REPUBLIKA.CO.ID, JAKARTA -- Otoritas Jasa Keuangan (OJK) sedang memfasilitasi pembentukan Lembaga Keuangan Mikro Syariah (LKMS) di sekitar pondok pesantren. Hal ini dilakukan untuk mengembangkan potensi ekonomi mikro di sana.
Direktur Pengawasan Lembaga Keuangan Mikro, Suparlan mengatakan, saat ini pihaknya tengah melakukan koordinasi dan survei potensi market pendirian LKMS berbasis pesantren di Ciamis, Cirebon, Bandung, Klaten, Kediri, Jombang, Surabaya, dan Banten. "Kami sedang koordinasi dengan pesantren, dinas koperasi, notaris dan pemangku kepentingan. Beberapa sudah melakukan pembentukan koperasi LKMS," kata Suparlan pada Republika.co.id, Senin (4/9).
Suparlan menuturkan, dalam pembentukannya, OJK akan memberikan pendampingan. Sebelum beroperasi pengurus akan diberikan pelatihan baik bisnis proses maupun pembentukan kelompok. Kemudian diberikan pelatihan mengenai pembiayaan dengan skema kelompok dan tanggung renteng. Di sisi lain, nasabah juga diberikan pembekalan.
Saat ini, beberapa pesantren sudah mendirikan LKMS dan dalam proses pembentukan badan hukum. Ia berharap pesantren dapat berperan aktif dalam pengembangan LKMS, termasuk pengawasannya, sehingga dapat mengembangkan potensi ekonomi pesantren. "OJK akan melakukan monitoring pelaksanaan pembiayaan agar berjalan sesuai harapan," katanya.
LKMS merupakan lembaga baru dalam ekonomi mikro. Sebelumnya sudah ada lembaga pembiayaan mikro syariah seperti Koperasi Simpan Pinjam Pembiayaan Syariah (KSPPS) atau Baitul Mal wat Tamwil (BMT).
Menurut Suparlan, LKMS ini didirikan di daerah pondok pesantren yang sebagian besar belum memiliki KSPPS atau BMT. Apabila ada BMT yang sudah berbadan hukum dan bergerak di pembiayaan mikro, lanjut Suparlan, maka pembentukannya akan didiskusikan terlebih dahulu dengan pengurus pesantren. "Kalau BMT sudah besar dan yang dilayani di atas skim LKMS, perlu sinergi dengan BMT," kata Suparlan.

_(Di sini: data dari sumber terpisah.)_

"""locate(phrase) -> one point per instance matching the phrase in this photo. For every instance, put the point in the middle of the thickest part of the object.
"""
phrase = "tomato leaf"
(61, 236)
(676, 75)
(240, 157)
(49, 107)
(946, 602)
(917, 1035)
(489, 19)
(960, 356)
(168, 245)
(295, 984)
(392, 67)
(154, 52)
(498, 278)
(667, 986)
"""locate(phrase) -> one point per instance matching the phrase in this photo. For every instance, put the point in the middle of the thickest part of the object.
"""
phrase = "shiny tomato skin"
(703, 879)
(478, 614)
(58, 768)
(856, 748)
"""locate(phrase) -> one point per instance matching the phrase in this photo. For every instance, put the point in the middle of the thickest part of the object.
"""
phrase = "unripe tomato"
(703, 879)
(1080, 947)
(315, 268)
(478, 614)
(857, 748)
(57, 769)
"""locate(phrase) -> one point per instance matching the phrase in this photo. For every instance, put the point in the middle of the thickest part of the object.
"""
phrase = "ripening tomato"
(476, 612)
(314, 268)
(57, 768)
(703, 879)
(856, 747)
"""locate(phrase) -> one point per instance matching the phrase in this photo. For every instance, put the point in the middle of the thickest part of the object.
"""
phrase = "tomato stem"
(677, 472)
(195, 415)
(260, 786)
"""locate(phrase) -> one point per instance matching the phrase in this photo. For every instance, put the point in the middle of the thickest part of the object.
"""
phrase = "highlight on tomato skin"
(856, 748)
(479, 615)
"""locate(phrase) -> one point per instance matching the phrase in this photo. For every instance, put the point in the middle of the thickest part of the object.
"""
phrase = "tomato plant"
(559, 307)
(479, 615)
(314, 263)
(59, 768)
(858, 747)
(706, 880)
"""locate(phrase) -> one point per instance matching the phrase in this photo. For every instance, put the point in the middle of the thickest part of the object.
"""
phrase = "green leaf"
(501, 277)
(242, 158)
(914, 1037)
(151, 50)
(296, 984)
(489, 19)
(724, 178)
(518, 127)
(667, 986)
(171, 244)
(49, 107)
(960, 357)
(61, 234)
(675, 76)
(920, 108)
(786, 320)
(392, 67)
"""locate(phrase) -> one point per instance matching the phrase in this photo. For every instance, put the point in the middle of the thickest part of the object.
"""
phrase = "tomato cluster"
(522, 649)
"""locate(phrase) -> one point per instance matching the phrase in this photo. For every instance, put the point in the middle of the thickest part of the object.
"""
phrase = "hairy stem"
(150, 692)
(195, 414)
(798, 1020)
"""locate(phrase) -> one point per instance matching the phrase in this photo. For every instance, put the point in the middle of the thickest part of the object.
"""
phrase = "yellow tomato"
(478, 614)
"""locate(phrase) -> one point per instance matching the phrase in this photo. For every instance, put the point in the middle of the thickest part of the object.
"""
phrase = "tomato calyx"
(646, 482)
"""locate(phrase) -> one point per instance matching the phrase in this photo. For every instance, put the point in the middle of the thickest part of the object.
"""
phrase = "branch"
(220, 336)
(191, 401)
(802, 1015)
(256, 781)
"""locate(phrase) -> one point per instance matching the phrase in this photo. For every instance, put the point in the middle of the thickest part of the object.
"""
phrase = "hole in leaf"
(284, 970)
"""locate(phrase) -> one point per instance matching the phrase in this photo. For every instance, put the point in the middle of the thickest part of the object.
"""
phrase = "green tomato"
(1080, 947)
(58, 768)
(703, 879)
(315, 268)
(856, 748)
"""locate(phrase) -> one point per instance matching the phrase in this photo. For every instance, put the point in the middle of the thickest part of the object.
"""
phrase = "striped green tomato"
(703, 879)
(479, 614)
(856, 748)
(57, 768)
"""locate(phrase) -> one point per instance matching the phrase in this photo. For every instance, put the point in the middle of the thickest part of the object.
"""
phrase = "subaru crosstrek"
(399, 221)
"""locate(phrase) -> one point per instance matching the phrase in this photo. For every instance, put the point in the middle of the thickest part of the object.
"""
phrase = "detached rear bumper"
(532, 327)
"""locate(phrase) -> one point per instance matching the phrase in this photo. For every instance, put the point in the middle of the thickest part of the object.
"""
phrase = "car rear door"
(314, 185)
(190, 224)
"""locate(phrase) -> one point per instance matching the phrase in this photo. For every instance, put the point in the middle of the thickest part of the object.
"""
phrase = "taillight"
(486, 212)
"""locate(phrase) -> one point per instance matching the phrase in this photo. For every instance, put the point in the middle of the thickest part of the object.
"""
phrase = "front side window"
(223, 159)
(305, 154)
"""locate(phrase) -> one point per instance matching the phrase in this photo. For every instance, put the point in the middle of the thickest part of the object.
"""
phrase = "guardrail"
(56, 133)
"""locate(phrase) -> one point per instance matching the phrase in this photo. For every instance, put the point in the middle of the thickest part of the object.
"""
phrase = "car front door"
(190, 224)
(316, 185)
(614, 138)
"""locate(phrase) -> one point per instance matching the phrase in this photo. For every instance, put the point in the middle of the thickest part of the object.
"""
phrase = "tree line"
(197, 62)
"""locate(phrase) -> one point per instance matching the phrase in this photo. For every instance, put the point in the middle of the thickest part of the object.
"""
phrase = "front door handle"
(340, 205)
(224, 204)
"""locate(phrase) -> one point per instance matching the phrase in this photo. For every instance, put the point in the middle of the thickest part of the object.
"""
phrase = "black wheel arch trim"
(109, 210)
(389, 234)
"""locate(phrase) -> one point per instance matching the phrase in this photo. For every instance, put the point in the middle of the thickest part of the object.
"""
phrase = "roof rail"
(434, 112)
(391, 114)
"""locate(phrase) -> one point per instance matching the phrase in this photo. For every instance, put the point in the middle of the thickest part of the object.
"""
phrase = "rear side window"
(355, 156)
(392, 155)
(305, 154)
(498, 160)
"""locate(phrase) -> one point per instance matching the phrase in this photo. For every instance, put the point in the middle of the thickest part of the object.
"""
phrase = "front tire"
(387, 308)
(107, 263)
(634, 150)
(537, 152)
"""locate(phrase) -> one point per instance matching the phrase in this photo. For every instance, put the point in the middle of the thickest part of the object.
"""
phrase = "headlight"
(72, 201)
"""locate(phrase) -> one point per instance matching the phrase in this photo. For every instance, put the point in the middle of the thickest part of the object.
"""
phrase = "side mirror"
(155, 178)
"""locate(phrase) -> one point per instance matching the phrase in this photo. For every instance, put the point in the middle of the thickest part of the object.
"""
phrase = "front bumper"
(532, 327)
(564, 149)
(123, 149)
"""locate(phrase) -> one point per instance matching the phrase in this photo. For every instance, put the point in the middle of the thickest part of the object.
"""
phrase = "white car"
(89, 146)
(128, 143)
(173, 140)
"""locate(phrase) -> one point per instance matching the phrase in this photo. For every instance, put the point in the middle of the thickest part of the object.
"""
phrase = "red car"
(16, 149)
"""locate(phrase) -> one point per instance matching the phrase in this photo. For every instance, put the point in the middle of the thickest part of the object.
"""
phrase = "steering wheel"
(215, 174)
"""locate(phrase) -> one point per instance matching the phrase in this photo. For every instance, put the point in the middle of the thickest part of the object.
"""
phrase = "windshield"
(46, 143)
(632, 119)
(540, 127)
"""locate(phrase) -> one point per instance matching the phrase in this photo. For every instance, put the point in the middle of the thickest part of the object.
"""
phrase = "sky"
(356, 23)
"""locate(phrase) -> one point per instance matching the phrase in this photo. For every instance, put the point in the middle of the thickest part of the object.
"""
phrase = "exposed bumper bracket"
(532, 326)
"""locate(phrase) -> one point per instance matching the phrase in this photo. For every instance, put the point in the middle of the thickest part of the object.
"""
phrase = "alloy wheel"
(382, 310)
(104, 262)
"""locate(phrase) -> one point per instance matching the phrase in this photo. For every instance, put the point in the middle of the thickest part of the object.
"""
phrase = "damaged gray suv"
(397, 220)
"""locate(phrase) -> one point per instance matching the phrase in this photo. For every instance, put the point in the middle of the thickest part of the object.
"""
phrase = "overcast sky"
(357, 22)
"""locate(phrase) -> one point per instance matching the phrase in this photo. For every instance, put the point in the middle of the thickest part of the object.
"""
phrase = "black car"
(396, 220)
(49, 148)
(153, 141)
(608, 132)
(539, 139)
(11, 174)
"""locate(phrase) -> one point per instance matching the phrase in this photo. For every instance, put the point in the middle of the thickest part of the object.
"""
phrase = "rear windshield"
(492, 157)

Sebelumnya, Ketua Dewan Komisioner OJK Wimboh Santoso menyampaikan gagasan pengembangan potensi ekonomi mikro sekitar pondok pesantren. OJK akan memfasilitasi dan melakukan pendampingan yang saat ini akan digulirkan melalui pilot project Lembaga Keuangan Mikro Syariah (LKMS).
"Pengelolaan dan kegiatan LKMS ini akan melibatkan pengurus pondok pesantren dan tokoh masyarakat setempat," kata Wimboh, akhir pekan lalu.

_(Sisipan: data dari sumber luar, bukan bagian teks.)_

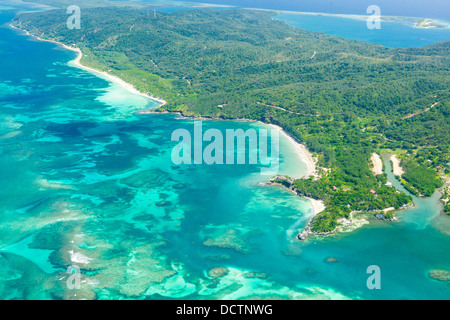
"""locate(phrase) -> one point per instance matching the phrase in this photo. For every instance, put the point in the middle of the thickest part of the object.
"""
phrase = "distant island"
(344, 100)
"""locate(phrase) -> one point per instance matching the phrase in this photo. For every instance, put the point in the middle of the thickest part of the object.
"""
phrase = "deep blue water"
(439, 9)
(84, 176)
(392, 34)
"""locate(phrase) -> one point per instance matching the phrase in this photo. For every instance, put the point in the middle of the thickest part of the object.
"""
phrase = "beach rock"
(303, 236)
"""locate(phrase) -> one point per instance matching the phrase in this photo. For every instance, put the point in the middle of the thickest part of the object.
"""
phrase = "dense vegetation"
(344, 99)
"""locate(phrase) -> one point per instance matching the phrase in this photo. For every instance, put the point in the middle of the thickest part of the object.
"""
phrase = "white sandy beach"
(396, 168)
(377, 164)
(105, 75)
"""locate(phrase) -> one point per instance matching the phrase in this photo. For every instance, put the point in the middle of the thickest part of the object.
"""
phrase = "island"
(344, 100)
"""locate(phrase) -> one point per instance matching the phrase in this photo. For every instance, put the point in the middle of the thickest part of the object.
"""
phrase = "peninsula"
(342, 99)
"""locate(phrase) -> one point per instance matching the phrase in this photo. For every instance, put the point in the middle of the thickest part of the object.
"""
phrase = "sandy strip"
(396, 169)
(301, 151)
(317, 205)
(377, 164)
(77, 63)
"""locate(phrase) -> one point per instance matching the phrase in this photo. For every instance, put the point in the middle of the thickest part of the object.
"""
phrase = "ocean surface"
(87, 182)
(347, 19)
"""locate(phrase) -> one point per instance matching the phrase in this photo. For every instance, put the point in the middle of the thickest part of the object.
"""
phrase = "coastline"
(105, 75)
(396, 168)
(300, 150)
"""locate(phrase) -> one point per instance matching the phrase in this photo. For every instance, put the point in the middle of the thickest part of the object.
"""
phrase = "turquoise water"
(86, 181)
(393, 34)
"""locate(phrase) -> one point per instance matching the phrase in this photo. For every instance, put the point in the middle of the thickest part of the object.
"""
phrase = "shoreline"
(396, 168)
(300, 150)
(104, 75)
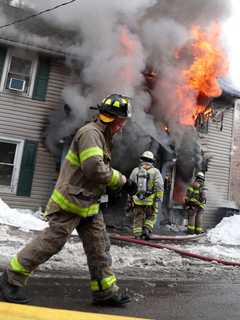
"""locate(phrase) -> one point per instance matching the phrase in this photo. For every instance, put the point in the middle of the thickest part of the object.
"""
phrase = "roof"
(228, 88)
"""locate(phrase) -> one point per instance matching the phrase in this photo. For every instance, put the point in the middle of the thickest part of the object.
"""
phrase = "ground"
(163, 284)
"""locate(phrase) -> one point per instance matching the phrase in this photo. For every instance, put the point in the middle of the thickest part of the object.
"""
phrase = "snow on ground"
(226, 232)
(23, 219)
(17, 227)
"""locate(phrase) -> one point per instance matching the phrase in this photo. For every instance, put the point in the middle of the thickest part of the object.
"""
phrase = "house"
(33, 74)
(31, 81)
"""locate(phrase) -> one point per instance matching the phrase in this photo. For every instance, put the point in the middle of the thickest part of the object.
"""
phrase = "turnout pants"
(195, 219)
(51, 240)
(143, 217)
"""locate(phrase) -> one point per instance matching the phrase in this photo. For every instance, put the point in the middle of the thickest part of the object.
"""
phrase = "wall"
(235, 163)
(219, 145)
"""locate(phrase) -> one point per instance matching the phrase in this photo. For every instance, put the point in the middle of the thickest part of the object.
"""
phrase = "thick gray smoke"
(115, 42)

Sementara itu, Ketua Perhimpunan BMT Joelarso berharap adanya sinergi antara sesama lembaga mikro maupun lembaga mikro dan perbankan. Ia mengkritik banyaknya lembaga mikro akan semakin menekan pasar mikro dan membuat lembaga mikro saling menjadi predator. "Kalau di mikro sudah ada pemain lama, pemerintah dan regulator jangan membuat hal baru lagi di sektor mikro, nanti jadi pertempuran sengit. Nanti tumpang tindih dan saling jadi predator. Jadi tidak kondusif," kritiknya.
Apalagi menurutnya saat ini BMT masih tertekan kondisi ekonomi yang stagnan dan tidak jauh berbeda dari tahun lalu. Pada tahun ini pun lembaga mikro ini diperkirakan tidak dapat tumbuh dan hanya bergerak stagnan.
Dengan demikian, untuk menghindari adanya tumpang tindih, ia berharap pemerintah dan regulator mau memfasilitasi berbagai sinergi antara lembaga mikro. "Kan bisa diatur sinergi antara perbankan dan BMT. Tidak perlu lagi membuat lembaga mikro. Saya harap ada program yang menainergikan antara perbankan dan BMT atau lembaga mikro lain," kata Joelarso.